Simple text prediction shiny app

Hemantakumar Hegde
2020-03-21

alt text

Information about the app

  • Data source

    • Built using a corpora of news, blog and twitter posts in English language totalling to 583 MB of data.
  • Development

    • This was an enjoyable experience building this because of
    • Resource intensive preprocessing and search for the tools. Ran out of available limited RAM and had to rewrite the preprocess script to handle data in 100 chunks and consolidate. That took about 3 hours but consumed the whole corpora.
    • Noticed the processing power required and that the R languare was so far able to use only 1 core out of 8 cores of the processor!

…continued

  • Choices to make about removing sparse words, foreign language words, misspelling, character encoding, keep or drop features, treatment of punctuation, accented letters, preserving capitalization etc.

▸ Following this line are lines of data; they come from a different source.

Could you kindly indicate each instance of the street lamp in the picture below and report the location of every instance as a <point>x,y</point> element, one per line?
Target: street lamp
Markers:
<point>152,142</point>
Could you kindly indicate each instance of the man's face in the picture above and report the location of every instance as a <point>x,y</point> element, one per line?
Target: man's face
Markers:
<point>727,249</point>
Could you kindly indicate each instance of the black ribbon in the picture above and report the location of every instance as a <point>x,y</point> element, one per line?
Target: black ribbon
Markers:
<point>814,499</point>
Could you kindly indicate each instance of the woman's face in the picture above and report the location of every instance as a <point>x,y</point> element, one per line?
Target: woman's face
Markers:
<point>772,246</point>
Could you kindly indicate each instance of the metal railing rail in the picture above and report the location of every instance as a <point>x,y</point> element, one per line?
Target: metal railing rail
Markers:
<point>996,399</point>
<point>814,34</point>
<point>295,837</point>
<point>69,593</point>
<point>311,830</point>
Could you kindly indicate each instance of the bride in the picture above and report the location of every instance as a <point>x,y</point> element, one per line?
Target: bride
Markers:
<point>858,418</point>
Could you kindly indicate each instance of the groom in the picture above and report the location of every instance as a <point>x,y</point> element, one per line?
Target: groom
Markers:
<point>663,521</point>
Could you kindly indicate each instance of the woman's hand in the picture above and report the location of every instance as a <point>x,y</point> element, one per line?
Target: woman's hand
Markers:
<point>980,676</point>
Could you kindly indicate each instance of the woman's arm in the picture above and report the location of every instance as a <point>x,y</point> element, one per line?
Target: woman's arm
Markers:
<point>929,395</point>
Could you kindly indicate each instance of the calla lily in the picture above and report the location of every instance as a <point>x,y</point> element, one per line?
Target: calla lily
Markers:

  • Starting to think about the algorithm required from the scratch!

  • Performance

    • The total size of the algorithm finally is 111 MB
    • Loads in about 5 seconds on shiny server if the app is in sleep mode and within a second if active.
    • Returns the prediction within 2 seconds

The algorithm

Ended up with an algorithm which startes as a Markov chain now similar to Kat,z backoff model! How my algorithm works:

  • Tried creating n2gram n3gram till n6grams of word tokens (created only within individual sentences) but ONLY using n6grams now as I noticed others were redundant.

  • Algorithm tokenizes the input text and stems that (as the training data features were also stemmed)

  • Then it tries to match up to 5 words of the input (in sequence) to the n6grams stored. If it could not match all 5 words, it falls back to matching only 4 and so on and finally only 1.

How to use

  • Click here to open the app. Just type your text and click on predict.
  • It can predict 1 word or a sequence of selected number of words (memoryless markov chain with a state of 2 to 5 words). Please also tick “Randomize ” otherwise it will repeat same squence of words.
  • Result is displayed attached to your input text.
  • alt text

Thank you